The whole system (The draft version have problems with them positive ground charger)

Schematic Diagram (Voltage sensors are replaced by voltage dividers)

– It’s also nice to have a light sensor to read the daylight intensity.
I’m still working on it.
I will test it as soon as weather will be kind with me :) and hop to able some photos of assembly.

Schematic and Wiring Diagram: (next generation)

Common Positive Solar Charge Controller

My controller is positive-grounded. It means the positive of solar, battery and load are hard-wired together inside the unit which makes my life hard.
Therefore, you should not use the USB charging ports to power the ESP-12 board.

I removed INA219 and INA226 sensors and replaced them with voltage divider and don’t longer use the small USB charging of regulater to power the ESP-12 board.

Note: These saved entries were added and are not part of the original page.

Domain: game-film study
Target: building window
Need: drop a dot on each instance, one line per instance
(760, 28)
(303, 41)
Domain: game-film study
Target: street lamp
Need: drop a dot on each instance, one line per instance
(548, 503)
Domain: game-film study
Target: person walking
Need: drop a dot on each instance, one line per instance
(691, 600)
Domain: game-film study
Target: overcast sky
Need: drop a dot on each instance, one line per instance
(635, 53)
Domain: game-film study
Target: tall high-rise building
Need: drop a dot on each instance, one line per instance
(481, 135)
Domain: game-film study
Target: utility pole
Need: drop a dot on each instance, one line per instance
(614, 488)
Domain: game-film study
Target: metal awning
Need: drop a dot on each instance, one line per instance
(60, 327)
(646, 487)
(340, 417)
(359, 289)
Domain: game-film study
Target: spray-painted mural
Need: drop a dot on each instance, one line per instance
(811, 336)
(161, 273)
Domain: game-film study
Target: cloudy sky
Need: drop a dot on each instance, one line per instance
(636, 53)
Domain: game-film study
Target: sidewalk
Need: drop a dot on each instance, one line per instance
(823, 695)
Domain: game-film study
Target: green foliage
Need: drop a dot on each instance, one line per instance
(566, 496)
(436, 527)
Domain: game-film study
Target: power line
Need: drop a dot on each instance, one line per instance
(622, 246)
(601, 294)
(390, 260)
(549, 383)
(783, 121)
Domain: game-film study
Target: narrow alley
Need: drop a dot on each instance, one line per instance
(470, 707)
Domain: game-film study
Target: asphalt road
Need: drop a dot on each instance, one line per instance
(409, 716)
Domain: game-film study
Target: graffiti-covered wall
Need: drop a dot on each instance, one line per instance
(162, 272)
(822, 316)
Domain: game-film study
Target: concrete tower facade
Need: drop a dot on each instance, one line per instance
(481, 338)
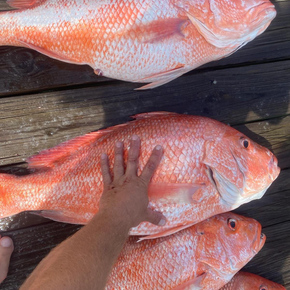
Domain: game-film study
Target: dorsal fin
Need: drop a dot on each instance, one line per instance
(22, 4)
(152, 114)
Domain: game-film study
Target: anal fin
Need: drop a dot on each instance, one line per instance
(57, 216)
(180, 193)
(192, 284)
(22, 4)
(162, 78)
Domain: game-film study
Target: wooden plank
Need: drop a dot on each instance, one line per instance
(35, 122)
(24, 71)
(272, 211)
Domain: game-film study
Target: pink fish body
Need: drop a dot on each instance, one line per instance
(248, 281)
(151, 41)
(207, 168)
(204, 256)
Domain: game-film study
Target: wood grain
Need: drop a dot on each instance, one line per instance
(25, 71)
(31, 123)
(44, 102)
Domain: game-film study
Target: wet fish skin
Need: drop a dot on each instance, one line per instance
(147, 41)
(205, 170)
(204, 256)
(248, 281)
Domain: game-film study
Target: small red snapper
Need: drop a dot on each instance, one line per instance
(248, 281)
(207, 168)
(204, 256)
(148, 41)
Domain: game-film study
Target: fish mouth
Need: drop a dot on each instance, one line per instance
(259, 242)
(228, 192)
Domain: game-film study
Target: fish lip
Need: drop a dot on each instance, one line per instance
(259, 242)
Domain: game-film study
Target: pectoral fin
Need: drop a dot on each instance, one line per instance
(166, 232)
(48, 53)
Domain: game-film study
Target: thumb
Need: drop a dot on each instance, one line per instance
(155, 217)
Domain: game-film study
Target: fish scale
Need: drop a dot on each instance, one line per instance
(191, 183)
(133, 40)
(179, 261)
(248, 281)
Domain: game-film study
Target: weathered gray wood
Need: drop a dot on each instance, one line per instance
(23, 70)
(250, 90)
(272, 211)
(34, 122)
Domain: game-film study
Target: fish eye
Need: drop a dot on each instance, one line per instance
(232, 223)
(245, 142)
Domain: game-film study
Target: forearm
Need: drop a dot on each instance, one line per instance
(84, 260)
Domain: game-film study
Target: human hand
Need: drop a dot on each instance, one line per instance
(126, 196)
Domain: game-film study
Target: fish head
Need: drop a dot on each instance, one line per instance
(248, 281)
(240, 169)
(229, 24)
(229, 241)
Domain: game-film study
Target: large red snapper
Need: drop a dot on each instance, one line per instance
(248, 281)
(207, 168)
(149, 41)
(204, 256)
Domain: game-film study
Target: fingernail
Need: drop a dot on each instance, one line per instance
(6, 243)
(162, 222)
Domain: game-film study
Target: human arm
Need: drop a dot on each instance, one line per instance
(84, 260)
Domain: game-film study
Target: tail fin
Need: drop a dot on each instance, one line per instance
(8, 193)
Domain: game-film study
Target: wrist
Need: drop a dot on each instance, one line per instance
(109, 219)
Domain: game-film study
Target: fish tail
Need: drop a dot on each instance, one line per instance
(9, 204)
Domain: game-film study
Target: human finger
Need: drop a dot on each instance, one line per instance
(107, 179)
(6, 249)
(152, 164)
(118, 162)
(133, 155)
(155, 217)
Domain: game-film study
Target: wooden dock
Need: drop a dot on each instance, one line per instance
(44, 102)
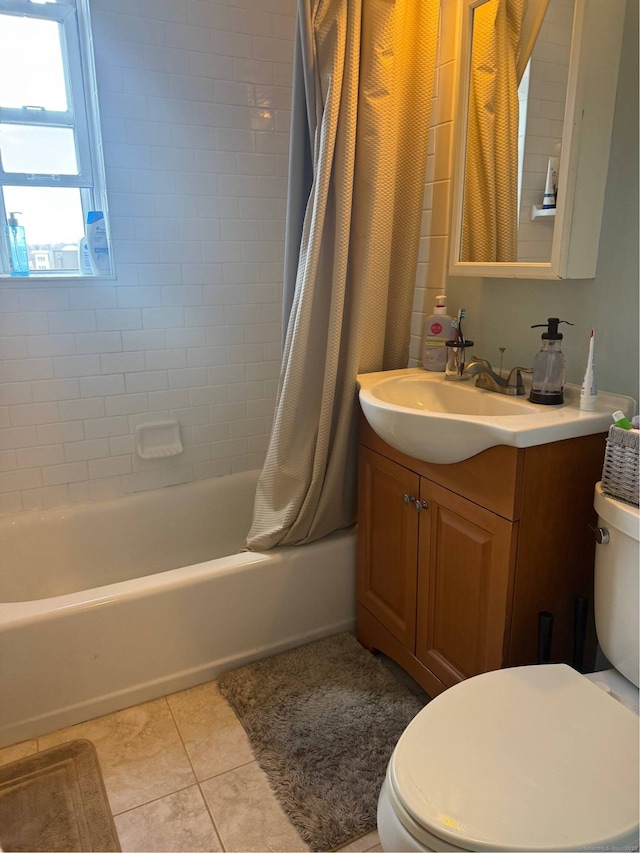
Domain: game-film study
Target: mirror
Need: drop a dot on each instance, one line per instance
(536, 89)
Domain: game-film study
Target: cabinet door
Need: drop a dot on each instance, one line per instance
(466, 559)
(388, 544)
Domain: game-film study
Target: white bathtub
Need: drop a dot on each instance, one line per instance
(107, 605)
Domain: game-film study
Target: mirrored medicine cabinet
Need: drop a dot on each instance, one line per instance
(535, 102)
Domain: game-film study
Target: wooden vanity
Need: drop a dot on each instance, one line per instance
(455, 562)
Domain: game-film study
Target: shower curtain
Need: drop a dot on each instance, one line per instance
(504, 34)
(361, 110)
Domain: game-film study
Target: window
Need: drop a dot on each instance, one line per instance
(51, 168)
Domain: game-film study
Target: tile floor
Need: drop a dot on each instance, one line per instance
(180, 776)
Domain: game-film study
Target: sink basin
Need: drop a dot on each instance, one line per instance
(427, 417)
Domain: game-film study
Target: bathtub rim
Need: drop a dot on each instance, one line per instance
(19, 613)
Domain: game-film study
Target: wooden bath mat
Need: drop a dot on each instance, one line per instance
(55, 800)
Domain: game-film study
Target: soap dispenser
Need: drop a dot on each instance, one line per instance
(17, 246)
(548, 366)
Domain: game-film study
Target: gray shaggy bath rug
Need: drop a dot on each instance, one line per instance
(323, 720)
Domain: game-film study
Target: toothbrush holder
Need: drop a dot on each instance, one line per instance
(456, 360)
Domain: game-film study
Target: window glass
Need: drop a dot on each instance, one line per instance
(53, 222)
(33, 149)
(31, 64)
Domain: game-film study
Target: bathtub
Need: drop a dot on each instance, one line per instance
(110, 604)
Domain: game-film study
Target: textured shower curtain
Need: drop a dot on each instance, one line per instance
(363, 80)
(504, 34)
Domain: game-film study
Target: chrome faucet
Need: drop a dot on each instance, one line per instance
(488, 379)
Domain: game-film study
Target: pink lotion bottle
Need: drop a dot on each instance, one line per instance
(438, 329)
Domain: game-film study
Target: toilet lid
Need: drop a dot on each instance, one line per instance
(529, 758)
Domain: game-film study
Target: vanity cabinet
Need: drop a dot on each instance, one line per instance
(455, 562)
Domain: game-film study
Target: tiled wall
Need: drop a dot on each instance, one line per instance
(195, 98)
(434, 244)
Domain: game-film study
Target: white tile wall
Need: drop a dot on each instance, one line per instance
(194, 98)
(434, 243)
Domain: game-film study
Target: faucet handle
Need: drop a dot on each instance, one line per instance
(514, 380)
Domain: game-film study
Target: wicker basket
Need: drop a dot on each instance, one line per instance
(620, 478)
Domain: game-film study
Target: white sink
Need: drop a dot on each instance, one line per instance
(425, 416)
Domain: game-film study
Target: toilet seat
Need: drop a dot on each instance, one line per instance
(528, 758)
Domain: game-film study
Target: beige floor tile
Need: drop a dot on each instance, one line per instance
(246, 813)
(178, 822)
(213, 736)
(140, 751)
(365, 843)
(17, 751)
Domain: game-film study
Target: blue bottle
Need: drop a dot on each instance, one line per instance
(17, 245)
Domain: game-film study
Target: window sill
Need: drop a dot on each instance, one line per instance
(53, 278)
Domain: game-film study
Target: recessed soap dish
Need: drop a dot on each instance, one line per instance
(153, 441)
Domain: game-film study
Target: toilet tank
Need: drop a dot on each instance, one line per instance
(617, 575)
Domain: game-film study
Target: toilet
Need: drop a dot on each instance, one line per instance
(532, 757)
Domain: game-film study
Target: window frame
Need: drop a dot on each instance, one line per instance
(82, 116)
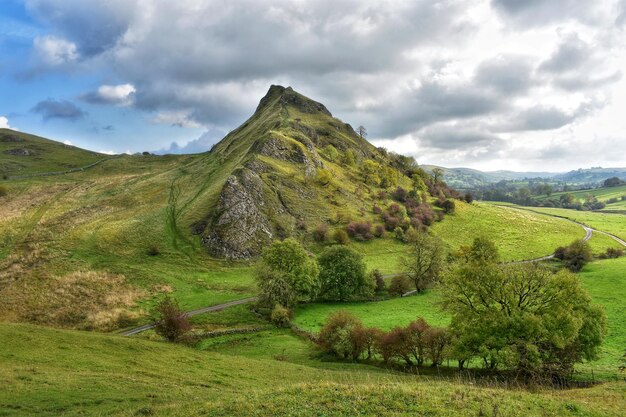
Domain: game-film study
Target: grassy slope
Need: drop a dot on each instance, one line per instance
(45, 155)
(610, 223)
(604, 280)
(507, 228)
(52, 372)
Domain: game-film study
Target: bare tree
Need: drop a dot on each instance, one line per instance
(362, 131)
(425, 260)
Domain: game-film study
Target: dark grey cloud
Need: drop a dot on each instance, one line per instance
(506, 74)
(199, 145)
(58, 109)
(528, 13)
(456, 137)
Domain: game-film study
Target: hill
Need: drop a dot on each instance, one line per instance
(23, 154)
(48, 372)
(94, 249)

To power the board, I’m using a 12/24 volt to 5/3.3 volt step down module.

You are welcome to download or review the program code (ESP-12E/Solar Monitor System) from here.
The code is working fine since 2 weeks with a good result.

Visualizing the data on a Blynk Android App
The system is accessible through a Blynk app.
The switching the batteries will sent from app by using virtual pins and the data can be easily access on app.

The chart of the data

The chart of the data

Blynk Interface

Screenshot of Smartphone Blynk Interface

Complete circuit diagram for Solar Monitoring is given below:

Version 4: Stable over the last 18 months

Version 4: Stable over the last 18 months

Continue …

Installing the ESP8266 Arduino Addon
To begin, we’ll need to update the board manager in Arduino,
A- Go to the File > Preferences and add the URL”  into the “Additional Board Manager”
B- Navigate to the Board Manager by going to Tools > Boards > Boards Manager. and look for esp8266 then select Install.